Meaning of various posterior predictions with multiple observations (Bayesian Network)

Hello,

I have a question about inference from a model with multiple observations. I am modelling a Bayesian Network, where all observations should have a say in the weights of a Dirichlet’s distribution.

What I expected:

I expected to get a posterior prediction of the material category (‘matCat’) and density (since I have mass and volume measurements, where mass has no logical real-life reference, volume has at least some real life reference, thus the “VOLUME_MUS” and “VOLUME_SIGS”). Mass and Volume are measurable, but density is not directly observable (in a sense that there is no easy measurement of density).

What I got:

I got N posterior predictions for mass where N is the number of observation points for volume (here 5, i.e. I made 5 consecutive measurements, that are normally distributed around the true measurement value).

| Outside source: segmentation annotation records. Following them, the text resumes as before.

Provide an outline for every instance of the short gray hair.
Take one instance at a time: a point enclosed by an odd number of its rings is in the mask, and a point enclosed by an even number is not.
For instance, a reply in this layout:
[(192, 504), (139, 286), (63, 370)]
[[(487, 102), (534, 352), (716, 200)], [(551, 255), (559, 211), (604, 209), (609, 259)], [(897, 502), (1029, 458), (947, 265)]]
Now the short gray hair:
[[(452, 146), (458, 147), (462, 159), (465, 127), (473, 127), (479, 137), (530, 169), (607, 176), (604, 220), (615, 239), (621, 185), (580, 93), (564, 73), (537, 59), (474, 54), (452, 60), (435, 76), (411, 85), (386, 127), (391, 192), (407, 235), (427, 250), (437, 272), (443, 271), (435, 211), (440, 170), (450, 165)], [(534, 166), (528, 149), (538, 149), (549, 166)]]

I am trying this out on something that is inherently an MVE, so I can share the code:

from scipy.stats import norm
import numpy as np
import pymc3 as pm
import matplotlib.pyplot as plt

VOLUME_MUS = np.array([10000, 15000])  # cm^3
VOLUME_SIGS = np.array([100, 100])

DENSITY_MUS = np.array([0.1, 0.3])  # g/cm^3
DENSITY_SIGS = np.array([0.3, 0.25])

ob = norm.rvs(loc=1000, scale=100, size=5)  # observation for mass
ob_vol = norm.rvs(loc=10000, scale=1000, size=5)  # observation for volume

with pm.Model() as mini:
    mat_cat = pm.Dirichlet('matCat', np.ones(2))
    volume = pm.NormalMixture('volu', w=mat_cat, mu=VOLUME_MUS, sigma=VOLUME_SIGS, observed=ob_vol)
    density = pm.NormalMixture('dens', w=mat_cat, mu=DENSITY_MUS, sigma=DENSITY_SIGS)
    
    mass = pm.Deterministic('mass', volume * density)
    obsv_mass = pm.Normal('obs_mass', mu=mass, sigma=100, observed=ob)

    start = pm.find_MAP()
    step = pm.Metropolis()
    trace = pm.sample(1000, start=start, step=step)
    burn_in = 500  # skips the n iters, where the MCMC is just wandering
    chain = trace[burn_in:]
    ppc = pm.sample_posterior_predictive(chain, var_names=['matCat'], model=mini)
    names = ["A", "B"]
    for i, samp in enumerate(ppc['matCat'].transpose()):
        prob = np.mean(samp)
        print("Prob for {} is {}.".format(names[i], prob))

    pm.traceplot(trace)
    pm.plot_posterior(chain)
    pm.autocorrplot(chain)
    plt.show()

The mentioned 5 mass estimations are shown here:

I do not want to estimate the masses again. I have measured mass and also volume, I just want those two measurements to be appropriately represented in density.

Would you be so kind and advise me on how to understand what PyMC3 is reporting and why is that happening? Am I missing something obvious, or am I using the inference in a wrong way?

If I change the number of data points for either of the observation like this:

ob = norm.rvs(loc=1000, scale=100, size=5)
ob_vol = norm.rvs(loc=10000, scale=1000, size=15)

the PyMC3 crashes with:

File "pymc3-playground.py", line 38, in <module>
    obsv_mass = pm.Normal('obs_mass', mu=mass, sigma=100, observed=ob)
.
.
File "/home/robot3/.local/lib/python3.6/site-packages/theano/gof/cc.py", line 1845, in __call__
    raise exc_value.with_traceback(exc_trace)
ValueError: Input dimension mis-match. (input[0].shape[0] = 5, input[1].shape[0] = 15)

So it clearly does some funky stuff with moving the mass predictions around, because the number of observation datapoints must match…

Thank you for any insights,

  • Andrej

PS, this is how the traces look, it is obvious, that the mass is just moved around, the shape is not changed much, or at all:

The problem was with using pm.Deterministic(). I chose a different solution, where the mass is not an observation, but a free variable. Samples of mass are then divided by volume samples to yield density distribution. Those density samples are then used for observation of density directly.

Without pm.Deterministic() this strange problem went away.